Similarly, on DOS the rename command took a load of source files and a destination file or pattern. You could do rename *.c *.txt and it would expand the first pattern, then do the replacement based on the two patterns. UNIX’s mv can’t do that and I deleted a bunch of files by accident when I started using Linux because it’s not obvious to a user what actually happens when you write mv *.c *.txt. There is a GNU (I think?) rename command and its syntax is far more baroque than the DOS one because it is fighting against the shell doing expansion without any knowledge of the argument structure.
@david_chisnall @whitequark but I think the answer for globbing and adjacent matters would lie in programs declaring the "types" of their arguments and shells understanding them? This would also help with tab completion, etc.
But in the end, I guess lowest common denominator tends to win, because innovation is always pushing against limits, and inertia is a big force...

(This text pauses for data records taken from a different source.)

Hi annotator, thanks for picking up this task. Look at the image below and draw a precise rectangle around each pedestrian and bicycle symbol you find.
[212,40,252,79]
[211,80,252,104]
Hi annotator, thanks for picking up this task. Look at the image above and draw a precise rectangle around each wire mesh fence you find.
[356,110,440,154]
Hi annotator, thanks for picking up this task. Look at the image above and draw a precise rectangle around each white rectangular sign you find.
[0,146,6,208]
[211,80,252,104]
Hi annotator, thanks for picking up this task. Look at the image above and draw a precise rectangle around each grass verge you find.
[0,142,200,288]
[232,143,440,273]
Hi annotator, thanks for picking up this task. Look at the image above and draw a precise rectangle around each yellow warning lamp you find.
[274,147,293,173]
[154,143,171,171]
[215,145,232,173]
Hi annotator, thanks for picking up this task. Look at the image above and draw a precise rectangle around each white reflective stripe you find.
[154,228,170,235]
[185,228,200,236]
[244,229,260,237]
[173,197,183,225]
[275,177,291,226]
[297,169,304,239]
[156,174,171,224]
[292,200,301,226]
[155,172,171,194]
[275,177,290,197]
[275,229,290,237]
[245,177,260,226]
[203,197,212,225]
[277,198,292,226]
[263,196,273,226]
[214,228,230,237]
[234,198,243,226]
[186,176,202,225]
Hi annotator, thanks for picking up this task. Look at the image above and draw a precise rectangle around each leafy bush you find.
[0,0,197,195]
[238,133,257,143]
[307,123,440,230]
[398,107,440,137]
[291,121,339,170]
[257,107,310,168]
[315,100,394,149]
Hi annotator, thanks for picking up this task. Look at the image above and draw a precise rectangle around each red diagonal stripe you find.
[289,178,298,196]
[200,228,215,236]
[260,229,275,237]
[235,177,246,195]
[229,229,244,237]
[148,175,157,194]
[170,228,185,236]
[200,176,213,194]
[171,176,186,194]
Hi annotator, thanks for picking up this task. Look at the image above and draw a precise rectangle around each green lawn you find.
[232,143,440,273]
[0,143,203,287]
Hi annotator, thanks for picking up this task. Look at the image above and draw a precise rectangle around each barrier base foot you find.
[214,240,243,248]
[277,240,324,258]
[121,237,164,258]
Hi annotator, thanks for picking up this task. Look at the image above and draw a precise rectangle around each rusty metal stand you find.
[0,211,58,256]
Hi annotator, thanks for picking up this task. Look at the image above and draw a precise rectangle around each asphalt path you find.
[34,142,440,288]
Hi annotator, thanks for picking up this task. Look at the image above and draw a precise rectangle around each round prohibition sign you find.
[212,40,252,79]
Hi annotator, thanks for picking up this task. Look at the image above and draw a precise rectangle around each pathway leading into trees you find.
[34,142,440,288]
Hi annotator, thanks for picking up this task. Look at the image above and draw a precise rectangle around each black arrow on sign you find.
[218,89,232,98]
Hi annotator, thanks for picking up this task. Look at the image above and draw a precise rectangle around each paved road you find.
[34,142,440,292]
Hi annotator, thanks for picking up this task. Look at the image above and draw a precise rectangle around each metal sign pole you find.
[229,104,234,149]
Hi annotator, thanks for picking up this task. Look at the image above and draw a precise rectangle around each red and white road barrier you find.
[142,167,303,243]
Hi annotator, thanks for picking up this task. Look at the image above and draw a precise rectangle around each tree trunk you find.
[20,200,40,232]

@coder @david_chisnall I was about to point this out as a natural evolution of my other suggestion earlier, yes.
It is not possible to move all processing outside of the tool unless your model is to allow the tool to provide complex arbitrary code to the shell. For example, consider gcc or clang. Some of their flags depend on the target, so you need to parse some of the, and then do lookups against complex data structures that depend on targets. It’s sufficiently complex that writing it in declarative code is hard.
Some folks on the .NET team had a very nice solution to this for autocompletion, where a .EXE had a special section of .NET IL that PowerShell could load. If you used their declarative framework for argument parsing then it would generate this for you and it would make autocomplete work beautifully in PowrShell (not sure if this was ever released, I played with a prototype). I can imagine a lightweight WAsm interpreter being an interesting approach for doing this on *NIX.
The best argument for doing expansion in the shell is one that is sadly not realised in UNIX. If you do file expansion and opening in the shell, you can start processes with file descriptors instead of (or as well as) paths. Processes can then be started with access only to files that are either listed in a manifest or passed on the command line. Build a system like this, and you have a nice way of respecting the principle of least privilege.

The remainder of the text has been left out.